Dans sa publication sur Facebook, Pérez a déclaré avoir examiné la Constitution cubaine et le Code pénal pour expliquer « jusqu'où va le droit à la critique et où commence le délit ».

Captura Facebook / Carlos Miguel Pérez Reyes

Il a affirmé que la critique « est un droit », mais qu'elle a des limites établies par la loi, et a cité l'article 4 de la Constitution, qui déclare « irrévocable le système socialiste », et donc oblige à le défendre face à ceux qui le remettent en question.

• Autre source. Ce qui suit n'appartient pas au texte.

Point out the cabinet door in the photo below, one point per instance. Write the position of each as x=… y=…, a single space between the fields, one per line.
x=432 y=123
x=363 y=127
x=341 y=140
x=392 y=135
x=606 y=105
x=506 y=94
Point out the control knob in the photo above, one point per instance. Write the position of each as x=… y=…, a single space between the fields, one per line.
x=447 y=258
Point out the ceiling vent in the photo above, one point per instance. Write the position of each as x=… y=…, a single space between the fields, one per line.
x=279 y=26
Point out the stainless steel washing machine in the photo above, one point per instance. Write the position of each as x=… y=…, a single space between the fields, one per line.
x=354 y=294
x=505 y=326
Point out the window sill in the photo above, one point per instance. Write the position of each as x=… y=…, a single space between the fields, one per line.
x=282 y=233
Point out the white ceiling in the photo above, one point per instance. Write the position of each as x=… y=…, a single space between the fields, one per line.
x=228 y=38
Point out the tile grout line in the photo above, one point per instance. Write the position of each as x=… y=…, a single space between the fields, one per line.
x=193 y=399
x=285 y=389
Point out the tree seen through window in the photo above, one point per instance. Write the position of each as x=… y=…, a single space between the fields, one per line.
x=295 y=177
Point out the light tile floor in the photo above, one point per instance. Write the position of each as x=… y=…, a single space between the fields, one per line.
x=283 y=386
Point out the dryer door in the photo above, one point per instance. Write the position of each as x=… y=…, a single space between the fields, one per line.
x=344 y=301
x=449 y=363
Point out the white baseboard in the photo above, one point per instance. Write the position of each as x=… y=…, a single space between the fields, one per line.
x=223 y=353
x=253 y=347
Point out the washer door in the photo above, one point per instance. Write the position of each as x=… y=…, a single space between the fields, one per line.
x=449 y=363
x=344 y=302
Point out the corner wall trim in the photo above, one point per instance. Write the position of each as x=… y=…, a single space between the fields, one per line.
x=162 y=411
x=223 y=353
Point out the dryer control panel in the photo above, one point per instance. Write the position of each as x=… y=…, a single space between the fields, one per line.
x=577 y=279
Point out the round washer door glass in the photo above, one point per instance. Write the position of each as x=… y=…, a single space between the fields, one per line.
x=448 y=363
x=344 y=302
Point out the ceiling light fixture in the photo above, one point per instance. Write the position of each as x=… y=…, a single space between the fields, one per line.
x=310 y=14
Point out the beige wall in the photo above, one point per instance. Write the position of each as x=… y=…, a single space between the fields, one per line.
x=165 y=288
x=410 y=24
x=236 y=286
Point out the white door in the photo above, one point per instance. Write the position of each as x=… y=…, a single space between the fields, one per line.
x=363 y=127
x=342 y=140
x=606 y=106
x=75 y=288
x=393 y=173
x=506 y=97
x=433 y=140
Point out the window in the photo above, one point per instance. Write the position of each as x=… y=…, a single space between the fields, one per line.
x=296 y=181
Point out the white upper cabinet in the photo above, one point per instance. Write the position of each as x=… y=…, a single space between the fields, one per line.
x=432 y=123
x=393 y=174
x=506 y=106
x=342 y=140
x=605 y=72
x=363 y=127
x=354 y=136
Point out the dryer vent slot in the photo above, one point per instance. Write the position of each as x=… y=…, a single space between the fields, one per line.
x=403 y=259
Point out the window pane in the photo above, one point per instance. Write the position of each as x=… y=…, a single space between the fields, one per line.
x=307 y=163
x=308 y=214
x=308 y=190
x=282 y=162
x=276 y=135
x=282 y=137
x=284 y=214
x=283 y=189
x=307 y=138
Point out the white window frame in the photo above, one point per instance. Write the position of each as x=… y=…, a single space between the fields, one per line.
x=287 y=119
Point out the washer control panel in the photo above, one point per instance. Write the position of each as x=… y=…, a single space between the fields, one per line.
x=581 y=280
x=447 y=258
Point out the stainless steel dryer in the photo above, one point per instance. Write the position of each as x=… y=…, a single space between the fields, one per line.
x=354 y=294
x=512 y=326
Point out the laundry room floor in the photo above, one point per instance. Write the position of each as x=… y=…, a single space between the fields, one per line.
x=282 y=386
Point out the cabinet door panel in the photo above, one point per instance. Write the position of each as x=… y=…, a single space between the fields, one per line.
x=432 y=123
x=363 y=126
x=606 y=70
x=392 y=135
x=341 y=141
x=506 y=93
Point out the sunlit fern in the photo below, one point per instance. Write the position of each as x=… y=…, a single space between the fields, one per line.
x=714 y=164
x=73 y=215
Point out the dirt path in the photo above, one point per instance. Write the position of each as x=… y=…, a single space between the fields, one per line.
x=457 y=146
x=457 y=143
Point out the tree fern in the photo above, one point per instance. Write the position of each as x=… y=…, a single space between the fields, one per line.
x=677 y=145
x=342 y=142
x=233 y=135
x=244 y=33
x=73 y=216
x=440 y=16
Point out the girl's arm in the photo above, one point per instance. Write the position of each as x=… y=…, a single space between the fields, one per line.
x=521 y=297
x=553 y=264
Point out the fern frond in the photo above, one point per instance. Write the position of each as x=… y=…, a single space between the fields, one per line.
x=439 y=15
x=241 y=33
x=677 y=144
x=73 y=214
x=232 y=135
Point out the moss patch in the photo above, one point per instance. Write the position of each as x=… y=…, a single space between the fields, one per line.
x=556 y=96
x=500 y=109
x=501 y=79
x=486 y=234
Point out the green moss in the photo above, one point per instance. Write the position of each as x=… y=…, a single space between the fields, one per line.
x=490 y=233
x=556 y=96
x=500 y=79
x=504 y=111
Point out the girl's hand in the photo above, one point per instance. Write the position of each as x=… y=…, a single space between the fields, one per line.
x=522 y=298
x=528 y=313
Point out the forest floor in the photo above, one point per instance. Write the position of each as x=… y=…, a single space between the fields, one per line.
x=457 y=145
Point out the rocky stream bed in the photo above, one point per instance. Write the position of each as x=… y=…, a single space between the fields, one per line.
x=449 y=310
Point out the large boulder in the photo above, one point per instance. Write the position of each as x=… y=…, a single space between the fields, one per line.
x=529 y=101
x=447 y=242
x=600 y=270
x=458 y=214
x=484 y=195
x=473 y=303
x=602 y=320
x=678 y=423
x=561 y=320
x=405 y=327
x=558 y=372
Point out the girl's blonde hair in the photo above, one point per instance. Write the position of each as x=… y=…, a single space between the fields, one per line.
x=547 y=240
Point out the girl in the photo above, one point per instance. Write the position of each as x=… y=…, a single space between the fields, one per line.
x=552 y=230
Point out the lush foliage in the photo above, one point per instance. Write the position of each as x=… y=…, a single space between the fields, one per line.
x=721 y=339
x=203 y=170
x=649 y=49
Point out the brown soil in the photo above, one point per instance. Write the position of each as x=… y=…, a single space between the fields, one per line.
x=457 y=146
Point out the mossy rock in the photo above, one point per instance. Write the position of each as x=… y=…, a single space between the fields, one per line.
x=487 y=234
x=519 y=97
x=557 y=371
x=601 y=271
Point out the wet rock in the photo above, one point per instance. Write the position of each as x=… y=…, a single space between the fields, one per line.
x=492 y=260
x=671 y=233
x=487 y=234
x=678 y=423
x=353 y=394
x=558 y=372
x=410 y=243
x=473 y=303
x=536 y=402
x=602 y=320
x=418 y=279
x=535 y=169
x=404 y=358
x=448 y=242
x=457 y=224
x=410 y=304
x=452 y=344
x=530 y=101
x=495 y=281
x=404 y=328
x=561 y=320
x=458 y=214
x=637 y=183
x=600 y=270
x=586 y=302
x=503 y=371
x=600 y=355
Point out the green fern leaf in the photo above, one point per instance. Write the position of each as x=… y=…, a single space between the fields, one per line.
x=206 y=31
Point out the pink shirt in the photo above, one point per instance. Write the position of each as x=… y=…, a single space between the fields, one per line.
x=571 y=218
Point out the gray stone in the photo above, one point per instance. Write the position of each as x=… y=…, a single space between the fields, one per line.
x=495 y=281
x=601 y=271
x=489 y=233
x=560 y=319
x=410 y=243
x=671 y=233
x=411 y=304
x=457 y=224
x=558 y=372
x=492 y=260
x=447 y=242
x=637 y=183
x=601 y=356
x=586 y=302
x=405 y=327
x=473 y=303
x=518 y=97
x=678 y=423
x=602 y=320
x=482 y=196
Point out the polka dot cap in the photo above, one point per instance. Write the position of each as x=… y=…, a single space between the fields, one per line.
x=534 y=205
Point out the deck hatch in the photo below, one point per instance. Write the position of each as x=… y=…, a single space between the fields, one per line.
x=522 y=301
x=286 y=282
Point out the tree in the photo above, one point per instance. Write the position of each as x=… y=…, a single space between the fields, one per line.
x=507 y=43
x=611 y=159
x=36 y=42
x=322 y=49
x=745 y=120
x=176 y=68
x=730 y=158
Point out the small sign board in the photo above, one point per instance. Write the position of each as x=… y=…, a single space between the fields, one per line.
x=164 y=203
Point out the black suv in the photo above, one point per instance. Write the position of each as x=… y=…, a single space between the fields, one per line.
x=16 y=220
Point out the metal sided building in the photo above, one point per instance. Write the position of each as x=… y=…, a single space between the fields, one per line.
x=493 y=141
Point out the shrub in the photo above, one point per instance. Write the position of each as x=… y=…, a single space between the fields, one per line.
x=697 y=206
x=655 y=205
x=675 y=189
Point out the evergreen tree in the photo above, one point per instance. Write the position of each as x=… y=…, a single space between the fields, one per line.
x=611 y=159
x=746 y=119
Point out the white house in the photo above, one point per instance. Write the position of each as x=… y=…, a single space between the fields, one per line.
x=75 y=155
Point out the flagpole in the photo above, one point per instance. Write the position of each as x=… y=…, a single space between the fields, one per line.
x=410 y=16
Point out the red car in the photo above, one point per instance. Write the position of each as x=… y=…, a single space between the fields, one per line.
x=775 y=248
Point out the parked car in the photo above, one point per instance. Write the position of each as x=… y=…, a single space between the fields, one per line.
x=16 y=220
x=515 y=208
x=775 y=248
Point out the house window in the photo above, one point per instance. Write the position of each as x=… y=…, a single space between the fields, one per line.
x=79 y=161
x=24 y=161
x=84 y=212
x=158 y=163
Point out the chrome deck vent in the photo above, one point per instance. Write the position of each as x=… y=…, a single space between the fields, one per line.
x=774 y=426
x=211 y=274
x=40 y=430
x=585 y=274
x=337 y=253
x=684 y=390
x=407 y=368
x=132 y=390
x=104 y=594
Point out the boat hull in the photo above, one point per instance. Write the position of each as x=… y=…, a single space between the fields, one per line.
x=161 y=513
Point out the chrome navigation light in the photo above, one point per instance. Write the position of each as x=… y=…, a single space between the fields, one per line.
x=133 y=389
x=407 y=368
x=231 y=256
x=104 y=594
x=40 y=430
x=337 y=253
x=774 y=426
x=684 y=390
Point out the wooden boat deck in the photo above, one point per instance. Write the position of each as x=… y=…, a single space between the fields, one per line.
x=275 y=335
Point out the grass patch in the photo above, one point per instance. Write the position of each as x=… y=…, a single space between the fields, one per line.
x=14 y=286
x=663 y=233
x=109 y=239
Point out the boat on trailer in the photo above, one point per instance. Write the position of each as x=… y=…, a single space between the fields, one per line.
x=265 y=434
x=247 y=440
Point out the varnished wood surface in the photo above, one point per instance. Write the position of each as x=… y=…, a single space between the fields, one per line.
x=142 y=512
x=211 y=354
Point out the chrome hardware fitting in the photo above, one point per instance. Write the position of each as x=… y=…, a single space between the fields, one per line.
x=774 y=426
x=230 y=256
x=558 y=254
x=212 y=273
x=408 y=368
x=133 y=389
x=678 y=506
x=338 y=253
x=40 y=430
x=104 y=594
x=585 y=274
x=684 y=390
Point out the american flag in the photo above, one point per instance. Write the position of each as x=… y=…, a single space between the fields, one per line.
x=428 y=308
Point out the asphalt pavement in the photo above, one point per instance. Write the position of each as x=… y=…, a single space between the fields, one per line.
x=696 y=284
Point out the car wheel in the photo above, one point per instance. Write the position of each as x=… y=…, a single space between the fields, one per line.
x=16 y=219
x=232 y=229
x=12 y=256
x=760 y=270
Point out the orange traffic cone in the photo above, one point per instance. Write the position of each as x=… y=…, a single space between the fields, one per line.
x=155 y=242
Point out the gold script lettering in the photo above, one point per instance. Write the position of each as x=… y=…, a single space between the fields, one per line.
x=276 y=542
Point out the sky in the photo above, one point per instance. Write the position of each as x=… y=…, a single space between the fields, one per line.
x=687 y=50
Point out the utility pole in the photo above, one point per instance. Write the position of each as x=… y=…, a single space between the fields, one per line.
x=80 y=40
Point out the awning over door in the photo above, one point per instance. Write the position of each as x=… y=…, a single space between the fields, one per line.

Le député a également mentionné les articles 120 et 143 du Code pénal ainsi que le Décret-loi 370, souvent utilisés pour punir des opinions ou des publications sur les réseaux.

Selon son interprétation, la critique est valable tant qu'elle ne "incite pas à la violence, ne diffuse pas d'informations fausses ou ne reçoit pas de financements étrangers".

Cependant, sa tentative d'“expliquer” la liberté d'expression a été interprétée comme une défense du système répressif cubain, où des lois ambiguës permettent de sanctionner toute opinion gênante pour le pouvoir.

Dans les commentaires, Pérez Reyes a abordé le cas spécifique de William Sosa, mais a évité de le qualifier d'injustice.

« Je n'ai pas d'éléments pour émettre un avis fondé... je suis légitimé à demander des informations et à poser la question sur le critère sur lequel s'est fondée l'avertissement », a-t-il écrit.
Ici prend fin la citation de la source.